Unfortunately, to compound the problem, Beisner never goes beyond level one arguments. His strawman is too ignorant to rebut the arguments of his antagonist Jim. Most skeptics in the real world already have rebuttals to Jim's seemingly unanswerable rebuttals to Dave. These are the rebuttals that Christians who will rely on this book will encounter when they run into a truly knowledgeable and thoughtful skeptic. Had Beisner been a little more knowledgeable about these level two rebuttals, he could have shown christians how to deal with them. While it is true rebuttals could go on for several levels, merely settling for level one rebuttals seem to me to be grossly negligent. It is appears to me to disingeneously represent skeptics as having a wicked past (getting women pregnant and forcing them to have abortions), easily bowled over by the simplest of arguments, offering virtually no resistance, and being very passive in the dialogue while the Christian Superman Jim is clearly portrayed as the dominant male and he contols the conversation from start to finish. In real life, this will not happen, as the Christian will discover the tide can shift dramatically depending on the specific subject at hand and the knowledge of his opponent. Beisner could have prepared his intended audience on how to deal with these situations. Many Christians simply do not know how to deal with situations in which their opponent has more knowledge than they and they could have benefited by Beisner's book more if he had addressed this situation in his book and shown Jim to be more human.

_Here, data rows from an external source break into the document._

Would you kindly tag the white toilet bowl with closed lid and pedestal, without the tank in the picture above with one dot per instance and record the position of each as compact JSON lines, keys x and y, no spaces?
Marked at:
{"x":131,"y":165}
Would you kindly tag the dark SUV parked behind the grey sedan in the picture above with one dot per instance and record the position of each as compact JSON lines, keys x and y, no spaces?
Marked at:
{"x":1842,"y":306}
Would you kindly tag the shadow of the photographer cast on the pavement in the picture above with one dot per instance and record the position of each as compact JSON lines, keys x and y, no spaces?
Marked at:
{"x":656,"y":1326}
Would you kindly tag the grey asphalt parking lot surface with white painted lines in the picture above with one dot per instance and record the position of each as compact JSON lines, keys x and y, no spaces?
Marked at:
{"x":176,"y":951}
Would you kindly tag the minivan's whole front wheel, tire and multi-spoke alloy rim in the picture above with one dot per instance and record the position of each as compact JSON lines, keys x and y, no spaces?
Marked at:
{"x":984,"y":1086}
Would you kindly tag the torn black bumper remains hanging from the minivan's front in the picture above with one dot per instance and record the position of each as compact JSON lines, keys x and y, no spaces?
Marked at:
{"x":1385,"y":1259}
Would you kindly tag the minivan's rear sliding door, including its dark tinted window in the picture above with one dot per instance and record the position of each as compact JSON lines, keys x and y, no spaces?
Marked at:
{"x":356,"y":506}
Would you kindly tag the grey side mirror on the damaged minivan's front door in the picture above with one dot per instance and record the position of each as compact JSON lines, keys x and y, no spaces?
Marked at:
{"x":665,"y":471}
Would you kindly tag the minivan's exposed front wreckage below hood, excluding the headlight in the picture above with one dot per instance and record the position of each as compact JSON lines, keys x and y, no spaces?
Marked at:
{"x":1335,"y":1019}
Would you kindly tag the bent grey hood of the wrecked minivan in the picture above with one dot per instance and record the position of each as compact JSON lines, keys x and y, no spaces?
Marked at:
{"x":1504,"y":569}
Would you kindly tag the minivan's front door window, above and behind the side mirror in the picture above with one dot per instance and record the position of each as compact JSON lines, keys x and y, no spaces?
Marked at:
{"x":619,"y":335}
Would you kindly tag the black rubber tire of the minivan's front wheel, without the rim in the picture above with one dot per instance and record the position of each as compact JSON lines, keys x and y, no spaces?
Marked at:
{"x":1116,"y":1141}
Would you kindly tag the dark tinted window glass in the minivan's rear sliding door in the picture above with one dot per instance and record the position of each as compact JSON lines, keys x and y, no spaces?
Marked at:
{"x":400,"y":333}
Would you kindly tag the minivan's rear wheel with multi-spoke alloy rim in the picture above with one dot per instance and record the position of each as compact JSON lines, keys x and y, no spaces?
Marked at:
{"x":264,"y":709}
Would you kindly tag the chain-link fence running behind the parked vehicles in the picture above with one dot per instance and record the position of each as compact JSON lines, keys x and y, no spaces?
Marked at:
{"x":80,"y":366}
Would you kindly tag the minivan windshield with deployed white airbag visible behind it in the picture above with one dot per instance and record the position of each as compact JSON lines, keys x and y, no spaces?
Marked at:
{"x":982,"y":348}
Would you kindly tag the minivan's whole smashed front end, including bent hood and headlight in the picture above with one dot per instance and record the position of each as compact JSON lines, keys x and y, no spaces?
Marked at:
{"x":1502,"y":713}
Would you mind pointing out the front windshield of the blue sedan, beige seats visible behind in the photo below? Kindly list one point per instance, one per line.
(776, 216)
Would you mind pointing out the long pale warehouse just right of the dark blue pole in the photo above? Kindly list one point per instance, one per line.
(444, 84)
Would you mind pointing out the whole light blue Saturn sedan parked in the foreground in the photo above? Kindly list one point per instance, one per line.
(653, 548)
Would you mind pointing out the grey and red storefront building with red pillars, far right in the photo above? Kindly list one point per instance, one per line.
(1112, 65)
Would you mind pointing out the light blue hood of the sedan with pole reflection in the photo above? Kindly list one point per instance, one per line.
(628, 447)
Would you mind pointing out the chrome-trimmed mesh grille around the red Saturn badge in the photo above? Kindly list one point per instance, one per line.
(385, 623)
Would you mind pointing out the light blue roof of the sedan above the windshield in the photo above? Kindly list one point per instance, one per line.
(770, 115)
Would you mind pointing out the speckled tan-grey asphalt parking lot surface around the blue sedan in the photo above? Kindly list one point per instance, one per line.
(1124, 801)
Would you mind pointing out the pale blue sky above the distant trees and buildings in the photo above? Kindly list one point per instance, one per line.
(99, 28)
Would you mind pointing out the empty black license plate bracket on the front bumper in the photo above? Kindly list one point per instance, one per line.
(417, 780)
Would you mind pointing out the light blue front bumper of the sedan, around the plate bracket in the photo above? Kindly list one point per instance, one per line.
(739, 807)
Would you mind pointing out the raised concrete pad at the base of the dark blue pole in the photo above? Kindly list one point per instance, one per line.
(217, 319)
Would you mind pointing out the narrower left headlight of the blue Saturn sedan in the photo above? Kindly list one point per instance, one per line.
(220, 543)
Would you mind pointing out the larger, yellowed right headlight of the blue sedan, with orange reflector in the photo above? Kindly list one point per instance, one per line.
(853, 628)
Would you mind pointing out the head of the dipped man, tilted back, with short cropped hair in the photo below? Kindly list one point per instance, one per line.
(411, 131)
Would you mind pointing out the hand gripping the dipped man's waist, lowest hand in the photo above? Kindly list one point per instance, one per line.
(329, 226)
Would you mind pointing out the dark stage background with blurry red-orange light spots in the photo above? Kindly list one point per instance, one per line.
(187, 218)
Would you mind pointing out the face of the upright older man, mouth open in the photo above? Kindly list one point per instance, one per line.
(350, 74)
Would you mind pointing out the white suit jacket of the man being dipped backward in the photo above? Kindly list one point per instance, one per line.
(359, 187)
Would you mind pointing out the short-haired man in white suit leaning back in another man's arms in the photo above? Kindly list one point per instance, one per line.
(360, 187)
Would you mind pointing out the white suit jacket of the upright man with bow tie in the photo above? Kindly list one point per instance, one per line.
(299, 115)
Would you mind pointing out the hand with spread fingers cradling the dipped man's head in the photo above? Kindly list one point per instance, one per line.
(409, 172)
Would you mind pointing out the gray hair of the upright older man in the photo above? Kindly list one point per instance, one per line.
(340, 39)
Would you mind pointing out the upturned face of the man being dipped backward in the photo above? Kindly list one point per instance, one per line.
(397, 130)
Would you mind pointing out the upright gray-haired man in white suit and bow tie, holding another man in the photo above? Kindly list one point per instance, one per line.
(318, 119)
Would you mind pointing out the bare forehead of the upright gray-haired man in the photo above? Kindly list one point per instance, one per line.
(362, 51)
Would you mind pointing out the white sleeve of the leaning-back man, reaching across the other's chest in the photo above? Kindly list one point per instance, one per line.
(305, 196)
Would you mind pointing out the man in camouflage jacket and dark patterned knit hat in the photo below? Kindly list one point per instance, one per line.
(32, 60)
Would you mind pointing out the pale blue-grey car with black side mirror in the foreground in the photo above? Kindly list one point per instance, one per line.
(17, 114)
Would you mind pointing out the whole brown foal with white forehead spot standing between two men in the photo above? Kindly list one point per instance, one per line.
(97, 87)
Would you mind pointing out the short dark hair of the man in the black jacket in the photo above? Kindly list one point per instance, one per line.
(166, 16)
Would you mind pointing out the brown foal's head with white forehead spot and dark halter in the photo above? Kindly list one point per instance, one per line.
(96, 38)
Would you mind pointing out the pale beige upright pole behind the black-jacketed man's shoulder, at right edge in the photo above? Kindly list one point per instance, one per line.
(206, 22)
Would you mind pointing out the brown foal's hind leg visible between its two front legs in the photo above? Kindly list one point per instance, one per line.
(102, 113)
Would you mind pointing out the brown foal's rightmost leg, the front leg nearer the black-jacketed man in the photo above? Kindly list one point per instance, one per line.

I would have respected Beisner's effort a great deal more. Thankfully, I have learned to deal with times where I am unsure of a certain argument and I have learned that admitting ignorance carries no shame with it. In fact, it can gain you more respect. Then you go home and study and investigate until you find the answer your skeptical friend is looking for. And if you can't find it, admit it, then offer alternatives that may be just as viable.
To sum up, this book will benefit a christian only if he is dealing with a skeptic who is familiar with only level one arguments against Christianity and knows no rebuttals to the Christian rebuttals. Dave is not very thoughtful, he is easily stumped, too passive, feels guilt over things which suggest a christian worldview (premarital sex and abortion), and just too unrealistic. But more importantly, Jim is too invincible to be used as an example for readers to emulate. This book needs to be rewritten and updated so it could be a teaching tool for a real life situation.
If this thing IS meant for converting official state atheists in the former Soviet Union, then maybe the author really thinks the Estonians and Khazakhis are too dumb to breathe.
Don't blame me -- I didn't write this mess.